Improve performance of DB query with increasing Offset parameter

In this investigation the rancher environment and pgadmin were used to run queries.

Results of investigation

As per the report, the query plan to test looks like the following:

EXPLAIN ANALYZE WITH "cte" AS
	(SELECT COUNT(*)
		FROM FS09000000_MOD_SOURCE_RECORD_STORAGE.RECORDS_LB RLB
		WHERE ((RLB."state" = 'OLD'
										OR RLB."state" = 'ACTUAL'
										OR RLB."leader_record_status" = 'n'
										OR RLB."leader_record_status" = 'c'
										OR RLB."leader_record_status" = 'p')
									AND RLB."updated_date" <= CAST(CURRENT_TIMESTAMP AS TIMESTAMP WITH TIME ZONE)
									AND RLB."record_type" = 'MARC_BIB'
									AND RLB."leader_record_status" IS NOT NULL))
SELECT RLB."id",
	RLB."snapshot_id",
	RLB."matched_id",
	RLB."generation",
	RLB."record_type",
	RLB."external_id",
	RLB."state",
	RLB."leader_record_status",
	RLB."order",
	RLB."suppress_discovery",
	RLB."created_by_user_id",
	RLB."created_date",
	RLB."updated_by_user_id",
	RLB."updated_date",
	RLB."external_hrid",
	"marc_records_lb"."content",
	"count"
FROM FS09000000_MOD_SOURCE_RECORD_STORAGE.RECORDS_LB RLB
LEFT OUTER JOIN FS09000000_MOD_SOURCE_RECORD_STORAGE.MARC_RECORDS_LB ON RLB."id" = "marc_records_lb"."id"
RIGHT OUTER JOIN
	(SELECT *
		FROM "cte") AS "alias_80949780" ON 1 = 1
WHERE ((RLB."state" = 'OLD'
								OR RLB."state" = 'ACTUAL'
								OR RLB."leader_record_status" = 'n'
								OR RLB."leader_record_status" = 'c'
								OR RLB."leader_record_status" = 'p')
							AND RLB."updated_date" <= CAST(CURRENT_TIMESTAMP AS TIMESTAMP WITH TIME ZONE)
							AND RLB."record_type" = 'MARC_BIB'
							AND RLB."leader_record_status" IS NOT NULL)
ORDER BY RLB."id" ASC
LIMIT 101
OFFSET {offset parameter can be either 2220000, or 3526100}

According to the results, it was noticed a performance degradation of the query above when using OFFSET 2220000 and 3526100 (from 13s to 21s respectively).

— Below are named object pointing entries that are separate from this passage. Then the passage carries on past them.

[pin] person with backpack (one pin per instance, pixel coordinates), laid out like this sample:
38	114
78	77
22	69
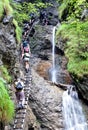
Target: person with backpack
19	87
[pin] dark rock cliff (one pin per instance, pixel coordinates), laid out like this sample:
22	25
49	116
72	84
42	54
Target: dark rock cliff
8	45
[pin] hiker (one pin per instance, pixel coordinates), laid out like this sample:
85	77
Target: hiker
43	18
19	86
26	55
26	58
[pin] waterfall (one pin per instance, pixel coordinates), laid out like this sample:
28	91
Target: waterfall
73	115
53	57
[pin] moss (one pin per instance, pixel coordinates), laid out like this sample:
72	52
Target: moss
75	35
1	9
6	105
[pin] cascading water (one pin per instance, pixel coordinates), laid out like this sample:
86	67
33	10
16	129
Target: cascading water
53	57
73	115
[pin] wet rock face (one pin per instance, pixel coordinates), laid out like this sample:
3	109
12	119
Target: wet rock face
82	87
8	49
46	103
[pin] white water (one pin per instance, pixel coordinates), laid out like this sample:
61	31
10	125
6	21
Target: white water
73	115
53	57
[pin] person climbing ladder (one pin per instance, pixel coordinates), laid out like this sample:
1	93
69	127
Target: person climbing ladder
19	87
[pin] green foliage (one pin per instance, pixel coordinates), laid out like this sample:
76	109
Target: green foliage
73	8
22	11
5	7
4	73
6	105
18	31
1	9
75	36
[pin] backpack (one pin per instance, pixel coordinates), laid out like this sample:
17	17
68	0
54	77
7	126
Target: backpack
19	86
25	43
26	49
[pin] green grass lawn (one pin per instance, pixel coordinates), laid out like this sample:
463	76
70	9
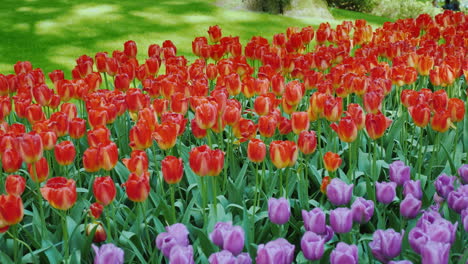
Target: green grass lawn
52	34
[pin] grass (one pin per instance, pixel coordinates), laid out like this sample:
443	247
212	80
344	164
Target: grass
52	34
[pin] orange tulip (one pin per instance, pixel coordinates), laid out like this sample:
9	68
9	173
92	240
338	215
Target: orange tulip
421	114
456	108
104	190
30	147
331	161
65	153
137	187
166	135
60	192
299	122
376	124
441	121
15	185
346	129
283	153
307	142
172	169
256	150
11	210
41	173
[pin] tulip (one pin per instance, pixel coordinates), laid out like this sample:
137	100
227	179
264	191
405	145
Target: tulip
314	220
463	172
346	129
307	142
40	171
331	161
104	190
435	252
444	185
376	124
108	253
283	153
399	172
175	235
458	200
30	147
172	169
15	185
341	220
338	192
65	153
278	210
386	244
362	210
95	210
60	192
299	122
99	235
256	150
312	246
137	187
11	210
276	251
385	191
344	253
414	188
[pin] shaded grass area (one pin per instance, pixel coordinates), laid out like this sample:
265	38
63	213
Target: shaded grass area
52	34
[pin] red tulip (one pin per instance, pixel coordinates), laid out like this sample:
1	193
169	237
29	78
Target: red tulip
65	153
15	185
346	129
283	153
307	142
41	173
376	124
104	190
256	150
331	161
11	210
137	187
172	169
60	192
30	147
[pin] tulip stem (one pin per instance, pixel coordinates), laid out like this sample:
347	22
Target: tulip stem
173	204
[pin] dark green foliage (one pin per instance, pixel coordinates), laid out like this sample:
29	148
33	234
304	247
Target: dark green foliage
354	5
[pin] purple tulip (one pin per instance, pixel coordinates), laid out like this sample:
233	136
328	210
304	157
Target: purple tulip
386	245
413	187
410	207
363	210
228	237
222	257
464	216
338	192
276	251
181	255
463	172
458	200
341	220
312	246
278	210
314	220
385	191
344	253
399	172
444	185
108	253
176	235
435	253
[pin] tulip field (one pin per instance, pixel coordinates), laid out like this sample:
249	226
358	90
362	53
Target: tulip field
344	144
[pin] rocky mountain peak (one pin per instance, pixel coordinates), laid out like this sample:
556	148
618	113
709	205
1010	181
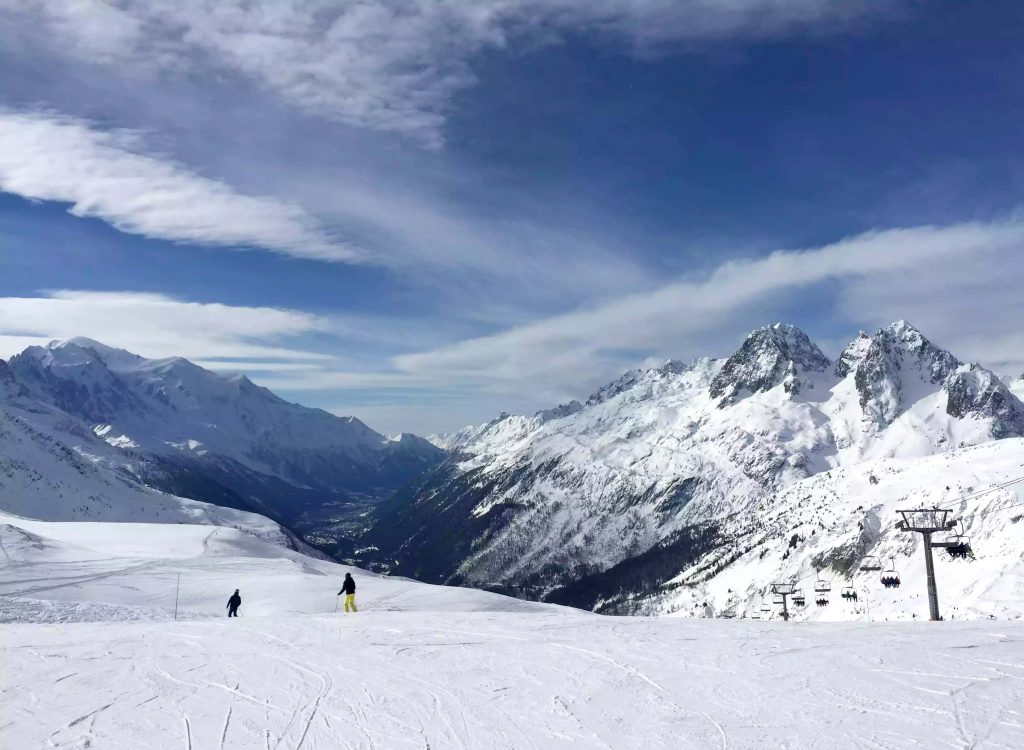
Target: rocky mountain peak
768	357
624	382
886	363
975	391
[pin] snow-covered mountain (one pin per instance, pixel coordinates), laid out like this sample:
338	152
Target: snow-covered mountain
207	435
644	478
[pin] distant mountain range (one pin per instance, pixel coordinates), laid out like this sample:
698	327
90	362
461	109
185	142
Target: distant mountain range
684	489
172	425
603	502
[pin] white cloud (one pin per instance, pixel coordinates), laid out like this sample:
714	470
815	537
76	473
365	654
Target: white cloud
392	66
105	175
158	326
875	278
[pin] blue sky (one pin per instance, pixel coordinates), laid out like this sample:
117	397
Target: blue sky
425	212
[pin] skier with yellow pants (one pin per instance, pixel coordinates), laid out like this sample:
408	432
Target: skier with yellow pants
348	588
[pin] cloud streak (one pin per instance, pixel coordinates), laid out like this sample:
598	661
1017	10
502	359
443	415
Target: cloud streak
879	276
105	175
158	326
393	66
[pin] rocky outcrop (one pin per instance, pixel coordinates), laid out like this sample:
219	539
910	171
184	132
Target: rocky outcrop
975	391
769	357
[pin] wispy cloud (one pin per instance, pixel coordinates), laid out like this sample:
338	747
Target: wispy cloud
107	175
157	326
873	278
392	66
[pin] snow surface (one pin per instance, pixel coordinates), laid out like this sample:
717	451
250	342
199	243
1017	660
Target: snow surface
658	451
840	517
433	667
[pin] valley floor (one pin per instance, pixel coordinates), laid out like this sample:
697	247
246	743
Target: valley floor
557	679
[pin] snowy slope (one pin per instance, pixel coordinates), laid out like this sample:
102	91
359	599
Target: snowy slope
532	503
93	659
53	468
52	568
827	526
212	436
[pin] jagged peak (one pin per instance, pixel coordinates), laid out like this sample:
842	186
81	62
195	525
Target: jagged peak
767	357
562	410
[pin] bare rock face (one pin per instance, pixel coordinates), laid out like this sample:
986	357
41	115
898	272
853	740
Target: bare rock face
770	356
621	493
886	364
975	391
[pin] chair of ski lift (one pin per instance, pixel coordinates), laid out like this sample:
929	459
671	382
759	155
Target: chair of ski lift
890	576
958	545
870	564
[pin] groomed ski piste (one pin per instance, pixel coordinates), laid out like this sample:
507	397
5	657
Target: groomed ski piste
92	658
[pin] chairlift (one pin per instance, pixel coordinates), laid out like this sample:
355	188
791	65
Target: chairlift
958	545
890	576
871	564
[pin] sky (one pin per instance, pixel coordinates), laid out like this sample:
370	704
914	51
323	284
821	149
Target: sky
426	212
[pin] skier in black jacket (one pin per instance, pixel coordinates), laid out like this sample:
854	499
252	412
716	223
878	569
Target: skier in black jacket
348	588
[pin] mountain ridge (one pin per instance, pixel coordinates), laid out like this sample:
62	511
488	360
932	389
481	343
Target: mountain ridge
210	436
536	503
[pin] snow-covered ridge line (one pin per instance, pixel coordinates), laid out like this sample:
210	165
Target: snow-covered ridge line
195	432
558	498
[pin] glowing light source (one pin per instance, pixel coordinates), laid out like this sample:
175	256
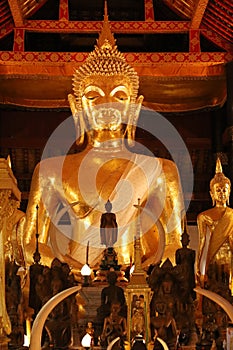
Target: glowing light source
86	341
85	272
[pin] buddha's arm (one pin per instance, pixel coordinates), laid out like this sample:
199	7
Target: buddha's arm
36	219
202	230
174	204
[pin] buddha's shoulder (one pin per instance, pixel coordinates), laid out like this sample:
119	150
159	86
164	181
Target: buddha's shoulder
53	164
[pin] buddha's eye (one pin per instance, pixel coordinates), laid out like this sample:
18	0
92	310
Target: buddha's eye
92	95
121	96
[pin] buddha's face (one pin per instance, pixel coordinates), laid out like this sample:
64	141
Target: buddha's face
221	192
106	101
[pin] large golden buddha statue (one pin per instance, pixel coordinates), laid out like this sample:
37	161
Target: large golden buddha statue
105	107
215	227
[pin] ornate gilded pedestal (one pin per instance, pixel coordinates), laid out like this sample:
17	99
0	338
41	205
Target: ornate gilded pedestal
138	296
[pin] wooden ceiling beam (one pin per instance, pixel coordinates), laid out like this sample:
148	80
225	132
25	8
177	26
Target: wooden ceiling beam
198	14
16	12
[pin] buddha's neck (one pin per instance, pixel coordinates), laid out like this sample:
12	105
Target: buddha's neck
107	142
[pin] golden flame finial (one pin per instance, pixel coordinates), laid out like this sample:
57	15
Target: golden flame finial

To address the issue, one of the possible solutions (and most effective according to the article) is to use indexes on ID column and then compare IDs instead of OFFSET. Following this approach, every next request should use last returned ID as the first one.

First step is to create uuid_idx on ID column of records_lb table:

CREATE INDEX uuid_idx ON fs09000000_mod_source_record_storage.records_lb USING btree (id ASC)

Then, define the ID of the first record with offset 2220000 and it can be done by running the following query:

SELECT RLB.ID
FROM FS09000000_MOD_SOURCE_RECORD_STORAGE.RECORDS_LB RLB
WHERE (RLB."state" = 'OLD'
							OR RLB."state" = 'ACTUAL'
							OR RLB."leader_record_status" = 'n'
							OR RLB."leader_record_status" = 'c'
							OR RLB."leader_record_status" = 'p')
	AND RLB."updated_date" <= CAST(CURRENT_TIMESTAMP AS TIMESTAMP WITH TIME ZONE)
	AND RLB."record_type" = 'MARC_BIB'
	AND RLB."leader_record_status" IS NOT NULL
ORDER BY ID ASC
LIMIT 1
OFFSET 2220000

And the result is 477c423d-3a3c-45ad-9ee7-0ec107110dcd.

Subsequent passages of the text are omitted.